Cookie Dough Cupcakes from FieryIrishAngel
Credit: Cupcakes From The Cake Mix Doctor
Makes 22 to 24 cupcakes (2 ½ inches each)

24 paper liners for cupcake pans (2 ½ inch size)
1 package (18.25 ounces) plain yellow cake mix
1 package (3.4 ounces) vanilla instant pudding mix
1 cup whole milk
1 cup vegetable oil
4 large eggs
1 teaspoon pure vanilla extract
1 package (1 pound) frozen cookie dough (or use 18-ounce log of refrigerated cookie dough, cut into 24 pieces and freeze them)
Chocolate Buttercream

1. Place a rack in the center of the oven and preheat the oven to 350*F. Line 24 cupcake cups with paper liners. Set the pans aside.
2. Place the cake mix, pudding mix, milk, oil, eggs, and vanilla in a large mixing bowl.
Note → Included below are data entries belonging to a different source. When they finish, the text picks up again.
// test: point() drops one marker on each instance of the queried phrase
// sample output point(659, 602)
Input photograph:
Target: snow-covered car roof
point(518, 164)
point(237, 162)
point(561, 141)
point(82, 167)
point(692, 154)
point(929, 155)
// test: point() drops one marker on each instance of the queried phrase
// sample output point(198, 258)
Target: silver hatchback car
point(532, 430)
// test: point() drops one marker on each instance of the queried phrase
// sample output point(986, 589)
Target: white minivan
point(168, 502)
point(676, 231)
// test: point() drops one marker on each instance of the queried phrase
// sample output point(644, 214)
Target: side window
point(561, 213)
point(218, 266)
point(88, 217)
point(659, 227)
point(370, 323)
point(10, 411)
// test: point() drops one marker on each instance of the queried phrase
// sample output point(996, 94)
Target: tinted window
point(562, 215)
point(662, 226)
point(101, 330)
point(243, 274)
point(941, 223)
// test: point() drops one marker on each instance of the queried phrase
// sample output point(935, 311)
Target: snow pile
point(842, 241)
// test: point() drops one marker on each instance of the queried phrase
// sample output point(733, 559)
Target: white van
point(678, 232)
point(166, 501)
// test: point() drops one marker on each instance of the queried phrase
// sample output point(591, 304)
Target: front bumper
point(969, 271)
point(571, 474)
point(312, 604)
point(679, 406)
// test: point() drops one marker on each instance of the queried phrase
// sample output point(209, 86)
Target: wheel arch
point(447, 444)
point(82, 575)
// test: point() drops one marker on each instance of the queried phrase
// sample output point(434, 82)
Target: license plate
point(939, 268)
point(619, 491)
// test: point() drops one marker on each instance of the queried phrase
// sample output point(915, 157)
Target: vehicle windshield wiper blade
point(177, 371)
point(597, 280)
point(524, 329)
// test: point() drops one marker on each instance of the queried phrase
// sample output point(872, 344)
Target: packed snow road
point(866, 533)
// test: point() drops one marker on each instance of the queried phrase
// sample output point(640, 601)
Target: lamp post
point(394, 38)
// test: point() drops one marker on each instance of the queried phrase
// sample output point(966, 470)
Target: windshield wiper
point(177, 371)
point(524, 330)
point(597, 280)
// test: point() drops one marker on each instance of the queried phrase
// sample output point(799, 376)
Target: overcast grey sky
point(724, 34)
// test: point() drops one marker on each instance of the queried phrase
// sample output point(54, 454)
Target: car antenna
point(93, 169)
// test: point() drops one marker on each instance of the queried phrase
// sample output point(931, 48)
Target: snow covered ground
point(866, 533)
Blend with an electric mixer on low speed for 30 seconds. Stop the machine and scrape down the sides of the bowl with a rubber spatula. Increase the mixer speed to medium and beat 2 minutes more, scraping down the sides again if needed. The batter should look well blended. Spoon or scoop a heaping ¼ cup batter into each lined cupcake cup, filling it two thirds of the way full. Place a frozen cookie dough piece on top of each cupcake. Place the pans in the oven.
3. Bake the cupcakes until they are golden and spring back when lightly pressed with your finger, 23 to 27 minutes. Remove the pans from the oven and place them on a wire rack for 5 minutes. Remove cupcakes carefully and place on wire rack to cool 15 minutes more before frosting. They may sink a bit in the center.

Chocolate Buttercream
8 tablespoons (1 stick) butter at room temperature
½ cup unsweetened cocoa powder
3 cups confectioners’ sugar, sifted
3 to 5 tablespoons milk
1 teaspoon pure vanilla extract

Blend butter and cocoa powder in a large mixing bowl. Blend with an electric mixer on low speed until the mixture is soft and well combined, 30 seconds. Stop the machine and add the confectioners’ sugar, 3 tablespoons of the milk, and the vanilla. Blend with the mixer on low speed until the sugar is incorporated, 1 minute. Increase the speed to medium and beat until light and fluffy, 1 minute more. Add 1 to 2 tablespoons more milk if the frosting is too thick.

Notes:
I really think that this recipe should make about 29 cupcakes, or less cookie dough should be used.  I followed the instructions and ended up with quite a few cupcakes that overflowed and while they were still tasty, they were way too big!  I also didn’t get enough chocolate buttercream from the recipe for all of the cupcakes, but as you can see from the picture, I use a lot of frosting per cupcake, so YMMV.